Resident Coordinator: Over 18,000 returnees in Unity State

25 Nov 2010

Resident Coordinator: Over 18,000 returnees in Unity State

24 November - The Southern Sudan Relief and Rehabilitation Commission had reported 18,213 state-organized returns to Unity State, with buses continuing to arrive, a top UNMIS official said today in Khartoum.

Speaking at a mission press conference, Georg Charpentier, UN Resident Humanitarian Coordinator in Sudan, said the UN and its partners, in collaboration with national and state authorities, had enhanced monitoring of internally displaced person (IDP) departures in the north as well as key transit hubs and return areas.

The first return convoys to Abyei, organized by the Abyei Area Administration, had departed from Blue Nile and Sennar states on 19 November and from Khartoum the next day, with an estimated total of about 2,000 returnees, the Resident Coordinator said.

At the transit hub of Kosti, White Nile State, he noted that some 5,307 spontaneous returns had been observed in November – roughly double the average for the same period in previous years.

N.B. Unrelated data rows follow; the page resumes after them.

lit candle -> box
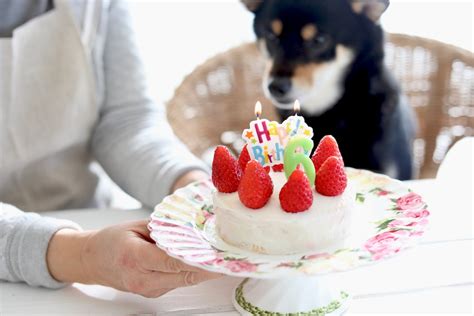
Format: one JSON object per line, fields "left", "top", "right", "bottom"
{"left": 284, "top": 135, "right": 315, "bottom": 184}
{"left": 294, "top": 99, "right": 301, "bottom": 114}
{"left": 290, "top": 100, "right": 303, "bottom": 136}
{"left": 242, "top": 102, "right": 283, "bottom": 166}
{"left": 255, "top": 101, "right": 262, "bottom": 120}
{"left": 281, "top": 100, "right": 312, "bottom": 139}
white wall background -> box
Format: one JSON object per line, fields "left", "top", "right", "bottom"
{"left": 128, "top": 0, "right": 473, "bottom": 105}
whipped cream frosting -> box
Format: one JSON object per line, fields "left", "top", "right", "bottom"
{"left": 213, "top": 172, "right": 355, "bottom": 255}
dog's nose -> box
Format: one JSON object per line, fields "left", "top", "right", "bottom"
{"left": 268, "top": 77, "right": 292, "bottom": 98}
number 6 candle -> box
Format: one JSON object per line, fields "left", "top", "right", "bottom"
{"left": 284, "top": 135, "right": 316, "bottom": 184}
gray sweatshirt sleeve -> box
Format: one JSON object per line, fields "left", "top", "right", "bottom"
{"left": 91, "top": 0, "right": 208, "bottom": 208}
{"left": 0, "top": 203, "right": 81, "bottom": 288}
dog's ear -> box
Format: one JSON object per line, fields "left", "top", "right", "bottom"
{"left": 241, "top": 0, "right": 263, "bottom": 13}
{"left": 351, "top": 0, "right": 389, "bottom": 22}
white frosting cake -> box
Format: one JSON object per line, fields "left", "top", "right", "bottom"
{"left": 213, "top": 172, "right": 355, "bottom": 255}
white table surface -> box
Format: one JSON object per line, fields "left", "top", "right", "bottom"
{"left": 1, "top": 179, "right": 473, "bottom": 315}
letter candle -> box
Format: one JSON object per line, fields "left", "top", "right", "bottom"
{"left": 242, "top": 102, "right": 284, "bottom": 167}
{"left": 242, "top": 101, "right": 314, "bottom": 173}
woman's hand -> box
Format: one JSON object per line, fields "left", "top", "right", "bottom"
{"left": 47, "top": 220, "right": 221, "bottom": 297}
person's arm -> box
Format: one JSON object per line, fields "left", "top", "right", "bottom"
{"left": 1, "top": 203, "right": 220, "bottom": 293}
{"left": 46, "top": 220, "right": 220, "bottom": 297}
{"left": 92, "top": 0, "right": 208, "bottom": 208}
{"left": 0, "top": 203, "right": 80, "bottom": 288}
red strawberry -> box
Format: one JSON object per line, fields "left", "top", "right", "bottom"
{"left": 315, "top": 156, "right": 347, "bottom": 196}
{"left": 279, "top": 169, "right": 314, "bottom": 213}
{"left": 238, "top": 144, "right": 251, "bottom": 173}
{"left": 272, "top": 164, "right": 284, "bottom": 172}
{"left": 238, "top": 160, "right": 273, "bottom": 209}
{"left": 311, "top": 135, "right": 343, "bottom": 172}
{"left": 212, "top": 146, "right": 241, "bottom": 193}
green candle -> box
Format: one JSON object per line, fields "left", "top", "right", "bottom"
{"left": 284, "top": 135, "right": 316, "bottom": 184}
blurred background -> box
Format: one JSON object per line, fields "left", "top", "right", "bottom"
{"left": 116, "top": 0, "right": 473, "bottom": 207}
{"left": 129, "top": 0, "right": 473, "bottom": 105}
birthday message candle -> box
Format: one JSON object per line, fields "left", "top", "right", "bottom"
{"left": 242, "top": 101, "right": 315, "bottom": 178}
{"left": 242, "top": 102, "right": 284, "bottom": 167}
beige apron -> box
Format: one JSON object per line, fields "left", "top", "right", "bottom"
{"left": 0, "top": 0, "right": 105, "bottom": 211}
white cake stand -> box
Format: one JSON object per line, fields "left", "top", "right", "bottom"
{"left": 148, "top": 169, "right": 429, "bottom": 315}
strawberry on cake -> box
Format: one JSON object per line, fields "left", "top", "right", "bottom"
{"left": 212, "top": 136, "right": 355, "bottom": 255}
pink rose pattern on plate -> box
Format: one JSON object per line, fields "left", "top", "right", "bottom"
{"left": 395, "top": 192, "right": 425, "bottom": 210}
{"left": 213, "top": 258, "right": 258, "bottom": 273}
{"left": 367, "top": 192, "right": 429, "bottom": 260}
{"left": 150, "top": 169, "right": 430, "bottom": 277}
{"left": 364, "top": 230, "right": 410, "bottom": 260}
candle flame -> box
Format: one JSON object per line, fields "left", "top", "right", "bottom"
{"left": 294, "top": 100, "right": 301, "bottom": 114}
{"left": 255, "top": 101, "right": 262, "bottom": 119}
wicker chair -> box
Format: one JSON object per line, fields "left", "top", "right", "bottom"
{"left": 167, "top": 33, "right": 474, "bottom": 179}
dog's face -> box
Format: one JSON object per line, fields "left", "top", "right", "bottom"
{"left": 243, "top": 0, "right": 389, "bottom": 115}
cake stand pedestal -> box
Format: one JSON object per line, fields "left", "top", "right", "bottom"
{"left": 232, "top": 275, "right": 350, "bottom": 315}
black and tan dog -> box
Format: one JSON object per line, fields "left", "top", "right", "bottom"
{"left": 242, "top": 0, "right": 416, "bottom": 180}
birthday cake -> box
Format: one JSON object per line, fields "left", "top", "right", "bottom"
{"left": 211, "top": 105, "right": 355, "bottom": 255}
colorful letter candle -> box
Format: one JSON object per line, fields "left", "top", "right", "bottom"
{"left": 284, "top": 135, "right": 316, "bottom": 184}
{"left": 242, "top": 102, "right": 286, "bottom": 167}
{"left": 281, "top": 100, "right": 313, "bottom": 138}
{"left": 242, "top": 101, "right": 314, "bottom": 171}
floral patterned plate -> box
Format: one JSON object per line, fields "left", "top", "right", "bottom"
{"left": 148, "top": 168, "right": 429, "bottom": 279}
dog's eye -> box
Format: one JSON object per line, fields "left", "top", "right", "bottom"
{"left": 265, "top": 30, "right": 279, "bottom": 43}
{"left": 304, "top": 34, "right": 330, "bottom": 52}
{"left": 313, "top": 35, "right": 327, "bottom": 45}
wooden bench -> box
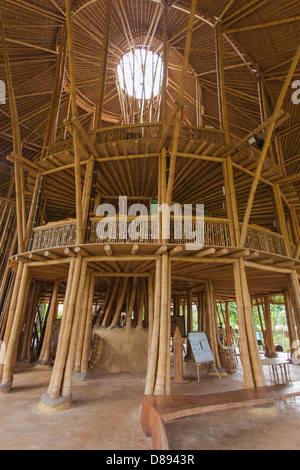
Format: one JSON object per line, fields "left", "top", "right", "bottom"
{"left": 140, "top": 381, "right": 300, "bottom": 450}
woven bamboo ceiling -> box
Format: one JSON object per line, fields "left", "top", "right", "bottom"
{"left": 0, "top": 0, "right": 300, "bottom": 200}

"The humanitarian country team has so far been able to respond adequately to these returns, in support to government efforts, through implementation of the inter-agency contingency plan and thanks to pre-positioning of core supplies," Mr. Charpentier said.

The country team was providing targeted assistance in return areas, focusing on the usual packages of food and other necessities, he said. But it was also concentrating on livelihoods and services to encourage reintegration into communities, so that conditions of dependency or new IDP camps could be avoided.

"The ... country team has welcomed the commitment of authorities in the north and the south to a phased approach to returns, in line with absorptive capacity in return areas, and delinked from any political consideration tied to the referenda," the Resident Coordinator added.

[Southerners are set to vote on 9 January 2011 in a referendum on continued unity with the north or secession, and people in the Abyei Area on whether to join the north or south.]

Mr. Charpentier observed that statements made recently by senior government officials on the status of northerners in the south and southerners in the north after the referenda had been encouraging and should continue to be so.

The UN and its partners were working closely to ensure support for any uncertainty related to outstanding benchmarks of the country's peace accord, Mr. Charpentier said, including the upcoming referenda.

"Supplies in key life-saving sectors, including health, nutrition, water and food are being procured and pre-positioned in several places and in line with potential needs," he said, adding that the governments in both north and south had been called on to ensure unhindered humanitarian access to vulnerable people.

Donors had been called on to provide $63 million, which would be an advance on the 2011 Humanitarian Action Plan, said the Resident Coordinator. "Some donors have already responded in terms of pledges, but further action is necessary to turn these pledges into concrete funding."